A. How do you know what you are chasing? I'm assuming the dogs will pick up scents of mountain lions and bears alike. So when hunting a bear, do you sometimes end up chasing lions (and vice versa)?

B. Similar to A: after treeing a less than desirable bear, how do you go about hunting again without the dogs just chasing the same bear again?

C. When chasing a sow and a cub, does the pair get separated? Do the dogs split up? Or will the sow stick with the cub no matter what? (we watched the sow and cub running together, but when the sow was tree'd there was no sign of the cub. We watched the sow come down from the tree, and never saw the cub. However, the next day we glassed the sow and cub together again...)

D. Can you shoot a sow? Can you tell the difference when they are tree'd (just by size?)?

E. How often do the bears decide that they've had enough, and fight back?


----------



## Vanilla (Dec 11, 2009)

I can only answer D because I’ve had to do the bear orientation to buy bear points. 

You may not shoot a sow with a cub(s). It is illegal. 

The bear orientation goes about how to identify a sow vs a boar. Sows without cubs are legal to kill, but discouraged. (I think...) 

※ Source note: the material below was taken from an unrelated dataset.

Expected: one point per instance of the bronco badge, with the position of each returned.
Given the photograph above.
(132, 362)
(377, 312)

I have no idea how this plays out if sow/cub(s) get seperated by dogs or any of the other questions you asked.


----------



## Hunttilidrop (Jun 12, 2018)

A- the Houndsman can tell by the tracks. That’s usually how they get the dogs on a bear. Some dogs can rig a bear. (Smell it, then track it on their own). B- the Houndsman just move on looking for a different bear and sometimes end up chasing the same bear anyway.C- from my experience the sow with a cub will run her cub up a tree or hole or whatever then lead the dogs away. That’s why she was in such a hurry to get out of the tree once they leashed their dogs. To get back to her cub.E- the big boats do it a lot. Sometimes even just walking along with dogs in tow. Occasionally stopping to swat one around a bit and then continue on it’s way. Those hound dogs are relentless in their pursuit. I’ve seen them go in bear caves chasing. The Houndsman usually has to go in after them to get them out!😳


----------



## PBH (Nov 7, 2007)

thank you.


----------